N. Tanto assim é que os AA. peticionam expressamente a reposição da extrema, no seu entender (e só aí, diga-se em abono da verdade) ilegitimamente ocupada.

O. Ora, como tem vindo a decidir reiteradamente a jurisprudência “O Decreto-Lei n.º 214- G/2015 de 2/10 veio alargar o âmbito da competência da jurisdição dos tribunais administrativos à apreciação de litígios que tenham por objeto questões relativas à condenação à remoção de situações constituídas em via de facto, em que a Administração Pública atue sem título que as legitime, e que se enquadram no artº. 4º, n.º 1, al. i) do ETAF e artº. 2º, nº. 2, al. i) do CPTA, na redação dada pelo citado DL 214- G/2015” – cfr. acórdão do Tribunal da Relação de Guimarães, datado de 25/03/2021, proferido no âmbito do proc. n.º 3802/20.8T8GMR.G1.

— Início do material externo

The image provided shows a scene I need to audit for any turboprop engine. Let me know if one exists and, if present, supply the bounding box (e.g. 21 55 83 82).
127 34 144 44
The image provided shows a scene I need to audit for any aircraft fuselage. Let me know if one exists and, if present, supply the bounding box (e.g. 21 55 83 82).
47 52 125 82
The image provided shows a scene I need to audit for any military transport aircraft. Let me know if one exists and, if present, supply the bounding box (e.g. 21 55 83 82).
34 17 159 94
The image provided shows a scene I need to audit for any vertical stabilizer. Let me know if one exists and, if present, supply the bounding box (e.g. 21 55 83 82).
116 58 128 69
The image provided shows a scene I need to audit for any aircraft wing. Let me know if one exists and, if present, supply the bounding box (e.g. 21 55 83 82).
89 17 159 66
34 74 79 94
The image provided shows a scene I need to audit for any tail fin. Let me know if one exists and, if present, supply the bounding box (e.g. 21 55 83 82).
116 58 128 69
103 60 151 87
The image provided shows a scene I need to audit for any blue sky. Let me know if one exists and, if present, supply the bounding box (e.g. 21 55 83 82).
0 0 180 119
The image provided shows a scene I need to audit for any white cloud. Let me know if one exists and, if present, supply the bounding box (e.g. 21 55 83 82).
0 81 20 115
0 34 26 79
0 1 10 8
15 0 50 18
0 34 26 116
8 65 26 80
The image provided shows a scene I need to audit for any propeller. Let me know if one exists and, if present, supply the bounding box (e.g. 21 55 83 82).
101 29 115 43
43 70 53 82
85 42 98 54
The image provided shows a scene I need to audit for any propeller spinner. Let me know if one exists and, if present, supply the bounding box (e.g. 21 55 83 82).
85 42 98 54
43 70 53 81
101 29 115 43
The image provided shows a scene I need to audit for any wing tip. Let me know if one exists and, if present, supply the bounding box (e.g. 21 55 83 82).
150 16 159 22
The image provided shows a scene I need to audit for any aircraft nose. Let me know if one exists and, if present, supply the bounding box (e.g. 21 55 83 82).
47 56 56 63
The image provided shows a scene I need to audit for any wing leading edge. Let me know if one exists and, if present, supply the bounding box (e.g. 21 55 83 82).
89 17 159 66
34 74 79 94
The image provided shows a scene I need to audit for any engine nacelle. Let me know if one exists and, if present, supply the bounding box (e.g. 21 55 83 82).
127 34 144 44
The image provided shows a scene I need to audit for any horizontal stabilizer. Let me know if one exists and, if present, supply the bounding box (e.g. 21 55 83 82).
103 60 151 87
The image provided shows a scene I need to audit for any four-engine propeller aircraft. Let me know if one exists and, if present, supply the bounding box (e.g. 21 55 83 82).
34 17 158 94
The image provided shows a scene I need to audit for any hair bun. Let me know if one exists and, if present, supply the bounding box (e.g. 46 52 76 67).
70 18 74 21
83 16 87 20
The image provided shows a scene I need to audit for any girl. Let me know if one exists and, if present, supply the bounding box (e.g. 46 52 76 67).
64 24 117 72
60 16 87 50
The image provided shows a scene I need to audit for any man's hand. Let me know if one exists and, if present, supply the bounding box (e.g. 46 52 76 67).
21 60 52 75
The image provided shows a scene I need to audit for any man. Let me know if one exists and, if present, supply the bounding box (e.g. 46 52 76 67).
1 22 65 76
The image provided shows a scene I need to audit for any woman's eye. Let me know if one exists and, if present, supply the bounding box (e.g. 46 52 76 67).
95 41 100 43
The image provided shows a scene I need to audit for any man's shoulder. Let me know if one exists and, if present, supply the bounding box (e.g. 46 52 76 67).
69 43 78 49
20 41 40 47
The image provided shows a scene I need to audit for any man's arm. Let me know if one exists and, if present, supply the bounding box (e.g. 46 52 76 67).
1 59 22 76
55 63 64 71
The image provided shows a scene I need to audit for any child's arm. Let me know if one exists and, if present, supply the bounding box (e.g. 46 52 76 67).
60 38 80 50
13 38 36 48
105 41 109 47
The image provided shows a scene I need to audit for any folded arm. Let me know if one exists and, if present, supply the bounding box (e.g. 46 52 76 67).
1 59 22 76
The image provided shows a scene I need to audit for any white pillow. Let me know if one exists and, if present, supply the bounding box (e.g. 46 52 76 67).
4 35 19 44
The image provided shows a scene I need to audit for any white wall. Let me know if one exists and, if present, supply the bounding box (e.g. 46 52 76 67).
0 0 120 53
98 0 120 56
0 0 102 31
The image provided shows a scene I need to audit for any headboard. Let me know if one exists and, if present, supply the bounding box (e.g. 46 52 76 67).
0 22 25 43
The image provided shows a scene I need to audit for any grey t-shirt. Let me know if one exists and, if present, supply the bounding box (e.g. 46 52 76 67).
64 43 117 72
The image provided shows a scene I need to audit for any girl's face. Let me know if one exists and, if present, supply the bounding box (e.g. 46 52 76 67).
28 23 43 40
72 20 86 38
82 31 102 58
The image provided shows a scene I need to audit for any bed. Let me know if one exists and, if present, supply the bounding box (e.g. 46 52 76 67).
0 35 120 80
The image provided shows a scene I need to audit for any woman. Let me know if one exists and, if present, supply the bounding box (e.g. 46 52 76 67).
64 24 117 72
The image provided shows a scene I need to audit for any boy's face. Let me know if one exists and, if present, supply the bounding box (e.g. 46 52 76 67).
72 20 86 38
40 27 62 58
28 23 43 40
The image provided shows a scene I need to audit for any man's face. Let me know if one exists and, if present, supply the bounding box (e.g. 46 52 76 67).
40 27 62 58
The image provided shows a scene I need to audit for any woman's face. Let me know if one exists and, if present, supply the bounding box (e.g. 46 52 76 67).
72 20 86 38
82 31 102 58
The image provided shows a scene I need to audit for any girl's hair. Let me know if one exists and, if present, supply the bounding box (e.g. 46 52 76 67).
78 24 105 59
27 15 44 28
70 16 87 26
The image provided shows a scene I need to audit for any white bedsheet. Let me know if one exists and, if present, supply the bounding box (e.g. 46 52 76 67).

P. Enquadrando-se na referida previsão normativa as ações de reivindicação que têm por objeto situações em que entidades como a Ré (Junta de Freguesia) ocupam imóveis de propriedade privada sem para o efeito estarem munidas de título que as habilite ou legitime, nomeadamente sem proceder à respetiva expropriação – e, por isso, afigurando-se os tribunais administrativos materialmente competentes para dirimir o litígio emergente daquela relação jurídica administrativa – cfr. acórdão citado supra (neste mesmo sentido, v. por todos acórdão do TCA Norte, datado de 05/02/2021, proferido no âmbito do proc. 00278/16.8BEMDL).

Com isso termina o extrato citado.